My commitment for 2018 is to be a designer. I realise this might be a strange thing to say in a writing blog post as I should probably be saying that my commitment for 2018 is to be a better, richer, more productive or more frequently published writer.

Actually, in a funny sort of way, I think I am saying all those things but not in the way you would expect.

To cut a long story short, as my late father was fond of saying, I feel that I have been "faffing around" (to put it politely) with my designing career since I made the decision in September 2015 to change direction career-wise once again and become a designer.

I thought it was lack of time, lack of confidence, health problems, the menopause, my age or my financial situation that was holding me back and preventing me from really moving forward with my new career. It turns out that it wasn't any of those things. It was simply a lack of commitment.

Is a lack of commitment holding you back?

I honestly thought I was committed. I'd made the decision, told everyone I'd made it, developed some of the skills I needed, set up the website, blog and Social Media pages, made contacts in the industry, added lots of products to my Etsy shop and filled a very fat book with all the things I could do to help me achieve my designing goals.

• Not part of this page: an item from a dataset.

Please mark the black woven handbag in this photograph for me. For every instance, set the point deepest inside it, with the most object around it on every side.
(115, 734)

But I was wrong. I wasn't actually committed. I was still committed to being a writer and a crafter. Designing was something I was fitting in around those other two things, not to mention everything else in my life.

Many years ago when I first became a writer, I had a very clear picture in my mind of a glass jar. The jar was filled with lots of large round stones and all the spaces between the stones were filled up with sand.

What are the stones in your jar?

To me, the stones represented writing which was at that time the most important thing in my life and the thing that took up most of my passion, time and energy. The sand was everything else, ie stuff that had to be in the jar but was far less important to me than writing. Because of that "commitment" to writing, I was able to forge a pretty successful career as a freelance journalist, given that I'd never had a day's journalism training in my life or been employed in a staff job first.

It was coming across an incredibly helpful blog post at the beginning of 2018 about the huge importance of commitment in career change that made me wake up and smell the ink on my designs. The line that really jumped out and hit me was "If you're not taking action toward your career change commitment, then you're still committed to something else."

I suddenly realised that the stones in the jar could no longer represent writing, they had to represent designing, otherwise another year was going to have passed and I would be no nearer to becoming the new Zandra Rhodes than I was in 2015. Yes, there could still be sand in the jar in the form of some writing and some crafting, but I knew I had to "get on the bus and stay there" as the blog post advised.

So I made my decision to really "commit" to my designing career on January 2nd 2018 and although at the moment, I've no idea how I'll get any writing or crafting done as well, what feels really important to me and has brought a surprising sense of relief and well-being, is to have made that decision.

Interestingly enough, the blog post included a quote which I had blu-tacked to my office wall many years ago and had forgotten all about until I saw it again in the post. It is attributed to the German writer Goethe:

"The moment one definitely commits oneself, then Providence moves too. All sorts of things occur to help one that would never otherwise have occurred. A whole stream of events issues from the decision, raising in one's favour all manner of unforeseen incidents, meetings and material assistance which no man could have dreamed would have come his way.”

So I'll ask the question again. What are you committed to in 2018? What are the stones in your jar?